Buffalo has rightly focused on the construction of the companion bridge to the Peace Bridge as an opportunity to create a new symbol for the region, one signifying both the historic symbolism of the Peace Bridge and the Niagara region's approach to the future.
The design for a new Peace Bridge began with a basic question for the Peace Bridge Authority: Whether to emulate the existing bridge or build something entirely different beside it.
The Buffalo News helped them make that decision by co-sponsoring the idea competition and workshop. The workshop recommended that the companion bridge emulate the existing bridge, but improve on its appearance. The Authority retained us in April to help them reach that goal. We believe we have done so with the bridge now under design.
In designing the companion bridge, we have emulated the best part of the existing bridge -- the five arches that stand end-to-end across the Niagara River, forming a continuous line that allows the eye to sweep easily from arch to arch. The companion bridge will also have five arches, but they will be tapered.
Half of the columns and complex bracing that block views through the existing bridge will be gone. The new bridge will be much more open and "streamlined." It will clearly be seen as a bridge of our time.
The most prominent part of the existing bridge is the Parker truss over the Black Rock channel. It defines the bridge silhouette and serves as the gateway for travelers. Unfortunately, it is also the least attractive part of the existing bridge.
For the companion bridge, we have proposed in its place a single large arch, 600 feet long and 170 feet high. It will span not only the Black Rock Channel but the Thruway and Conrail tracks. To give an idea of its size, Rich Stadium -- field and stands -- would fit within it. The arch will rise above and frame the truss.
The Black Rock arch will now define the silhouette of the Peace Bridge. It will be its defining element, the landmark that people recognize.
This new arch will be particularly dramatic to travelers on the Thruway, especially approaching from the south. It will reach from Bird Island to beyond the Conrail tracks and be 80 feet above the traveler's head, the height of an eight story building.
The roadway will be suspended within the Black Rock arch with cables, so that the roadway will seem to float and travelers will have views in all directions. The space within the arch ribs will open upward toward the sky. Passing through it will be a dramatic welcoming experience for travelers arriving in the U.S.
The arch form is the traditional symbol of connection. Making an arch the dominant image of the Peace Bridge will strengthen the historic symbolism of the Peace Bridge as a connection between peaceful nations. The new Black Rock arch will span all of the modes of transportation on which the Niagara region was built: water, road and rail. Modern cable suspended arch bridges have become symbols of the best of modern technology and landmarks for locations. Buffalo can expect nothing less.

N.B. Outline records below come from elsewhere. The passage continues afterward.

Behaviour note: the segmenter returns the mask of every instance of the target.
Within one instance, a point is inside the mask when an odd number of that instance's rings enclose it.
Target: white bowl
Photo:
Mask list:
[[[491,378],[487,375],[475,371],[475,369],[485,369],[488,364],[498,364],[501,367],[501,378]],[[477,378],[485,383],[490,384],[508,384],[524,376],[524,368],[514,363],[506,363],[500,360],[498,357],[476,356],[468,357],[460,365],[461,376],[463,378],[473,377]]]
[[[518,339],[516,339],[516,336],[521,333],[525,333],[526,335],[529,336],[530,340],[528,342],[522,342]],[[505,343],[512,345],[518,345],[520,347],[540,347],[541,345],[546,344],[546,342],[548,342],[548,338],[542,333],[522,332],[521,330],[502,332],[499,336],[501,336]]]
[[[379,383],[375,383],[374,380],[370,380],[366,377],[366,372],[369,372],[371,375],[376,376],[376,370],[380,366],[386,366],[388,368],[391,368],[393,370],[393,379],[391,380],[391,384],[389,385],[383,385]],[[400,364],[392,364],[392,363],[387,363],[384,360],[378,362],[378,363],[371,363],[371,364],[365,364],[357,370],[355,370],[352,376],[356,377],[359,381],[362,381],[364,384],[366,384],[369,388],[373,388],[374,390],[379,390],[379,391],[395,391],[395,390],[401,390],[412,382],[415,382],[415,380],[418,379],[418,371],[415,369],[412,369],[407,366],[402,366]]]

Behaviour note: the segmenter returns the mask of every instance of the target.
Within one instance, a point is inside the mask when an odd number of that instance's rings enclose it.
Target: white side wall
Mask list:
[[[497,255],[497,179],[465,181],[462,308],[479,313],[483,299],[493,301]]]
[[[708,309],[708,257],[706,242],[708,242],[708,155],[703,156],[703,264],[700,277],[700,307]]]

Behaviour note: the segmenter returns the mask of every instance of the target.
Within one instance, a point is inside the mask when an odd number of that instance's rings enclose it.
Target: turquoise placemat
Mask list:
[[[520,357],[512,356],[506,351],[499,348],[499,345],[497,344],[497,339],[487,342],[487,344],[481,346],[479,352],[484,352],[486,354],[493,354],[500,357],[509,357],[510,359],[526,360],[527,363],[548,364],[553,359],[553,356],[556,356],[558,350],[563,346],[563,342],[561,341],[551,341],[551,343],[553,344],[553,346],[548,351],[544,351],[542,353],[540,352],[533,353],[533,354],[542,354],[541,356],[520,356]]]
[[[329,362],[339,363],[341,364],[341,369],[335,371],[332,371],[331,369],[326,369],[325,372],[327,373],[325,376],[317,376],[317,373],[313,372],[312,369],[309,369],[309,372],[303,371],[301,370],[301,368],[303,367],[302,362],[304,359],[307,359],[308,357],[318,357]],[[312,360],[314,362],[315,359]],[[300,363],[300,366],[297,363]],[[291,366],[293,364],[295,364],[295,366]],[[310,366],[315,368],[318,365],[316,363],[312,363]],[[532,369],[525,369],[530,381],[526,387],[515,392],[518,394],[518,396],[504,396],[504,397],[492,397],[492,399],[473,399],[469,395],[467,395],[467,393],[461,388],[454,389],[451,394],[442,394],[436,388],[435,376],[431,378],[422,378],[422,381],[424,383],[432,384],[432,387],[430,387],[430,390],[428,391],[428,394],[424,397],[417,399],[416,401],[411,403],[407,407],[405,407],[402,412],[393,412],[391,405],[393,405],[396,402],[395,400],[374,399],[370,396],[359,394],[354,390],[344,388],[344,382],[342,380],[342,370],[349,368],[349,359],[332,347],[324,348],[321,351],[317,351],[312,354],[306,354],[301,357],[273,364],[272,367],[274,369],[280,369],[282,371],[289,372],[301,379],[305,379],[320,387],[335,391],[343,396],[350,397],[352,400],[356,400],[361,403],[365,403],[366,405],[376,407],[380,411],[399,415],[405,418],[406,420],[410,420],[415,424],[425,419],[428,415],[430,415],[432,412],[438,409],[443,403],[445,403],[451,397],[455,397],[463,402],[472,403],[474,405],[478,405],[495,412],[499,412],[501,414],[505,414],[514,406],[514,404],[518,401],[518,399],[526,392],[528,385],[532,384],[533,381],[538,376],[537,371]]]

Best of all, the Peace Bridge Authority is prepared to finance it and build it right now, without waiting for funds from afar.
Many have suggested that the new companion span would be a better visual combination with the existing Peace Bridge if the Parker truss over the Black Rock Channel were replaced by another Black Rock arch. We have recommended to the Authority that it seriously consider that step when it comes time to rehabilitate the existing bridge. Whether that can be done will depend on financing and many other issues which would have to be resolved.
FREDERICK GOTTEMOELLER President
Frederick Gottemoeller & Associates, Inc.